A Téhéran, Sanam (un pseudonyme, pour protéger l’intéressée, comme d’autres témoins citées dans cet article), une informaticienne de 29 ans, a été arrêtée au deuxième jour de cette opération parce qu’elle ne portait pas de foulard, refusant de se couvrir la tête et, même, d’en porter un dans son sac. « Ne pas porter le foulard est ma manière de me battre pour que les gens n’oublient pas toutes les vies perdues pendant les manifestations », explique la jeune femme jointe par Google Meet, l’un des seuls réseaux de communication non bloqués en Iran.
La veille de son arrestation, le 13 avril, la République islamique d’Iran avait lancé plus de300 drones, missiles de croisière et missiles balistiques vers Israël, en réaction à l’attaque de Tel-Aviv contre le consulat d’Iran en Syrie, quelques jours plus tôt. Le 14 avril, comme beaucoup d’autres Iraniens, Sanam a passé une nuit blanche en suivant les informations. « Je ne savais pas qu’il y avait une nouvelle opération de la police des mœurs.
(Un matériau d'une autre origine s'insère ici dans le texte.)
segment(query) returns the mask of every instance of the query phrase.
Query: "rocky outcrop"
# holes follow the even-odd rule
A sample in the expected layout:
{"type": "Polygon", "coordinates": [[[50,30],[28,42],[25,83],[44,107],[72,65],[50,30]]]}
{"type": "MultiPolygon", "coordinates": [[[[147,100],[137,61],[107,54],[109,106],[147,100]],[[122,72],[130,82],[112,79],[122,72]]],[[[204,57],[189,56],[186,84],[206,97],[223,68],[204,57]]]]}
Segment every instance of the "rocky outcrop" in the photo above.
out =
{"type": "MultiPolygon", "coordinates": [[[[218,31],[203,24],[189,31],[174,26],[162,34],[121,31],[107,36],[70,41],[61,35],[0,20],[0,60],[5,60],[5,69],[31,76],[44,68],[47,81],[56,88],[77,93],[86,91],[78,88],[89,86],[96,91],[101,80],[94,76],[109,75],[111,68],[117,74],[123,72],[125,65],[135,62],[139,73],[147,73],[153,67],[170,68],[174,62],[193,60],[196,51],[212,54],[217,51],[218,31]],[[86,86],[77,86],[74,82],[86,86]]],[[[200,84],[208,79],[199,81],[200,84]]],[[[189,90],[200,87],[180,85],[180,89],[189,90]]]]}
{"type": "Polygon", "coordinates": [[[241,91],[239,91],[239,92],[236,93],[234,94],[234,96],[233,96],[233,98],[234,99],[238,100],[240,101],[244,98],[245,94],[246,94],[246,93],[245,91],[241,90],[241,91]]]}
Je m’inquiétais avant tout d’une guerre avec Israël », dit-elle.
Traitées comme des délinquantes
Au matin, elle sort avec une amie. Quittant un café dans le nord de la capitale, Sanam voit, à quelques centaines de mètres d’elle, deux policiers à moto, talkie-walkie à la main, qui la dévisagent. La jeune femme commence à courir avant d’être encerclée par une voiture de police et un fourgon duquel sortent six femmes en tchador noir. Face à sa résistance pour monter dans le véhicule, un autre policier s’approche et lui assène un violent coup de pied dans le dos. « Je me suis pliée en deux de douleur », se souvient Sanam. Une autre femme qui filme la scène – une habitude prise par beaucoup de citoyens iraniens pour documenter la violence des autorités – est tabassée, elle aussi, et arrêtée. Les policiers motards font tourner en l’air leur matraque et menacent les voitures qui klaxonnent pour montrer leur colère face à ces interpellations brutales.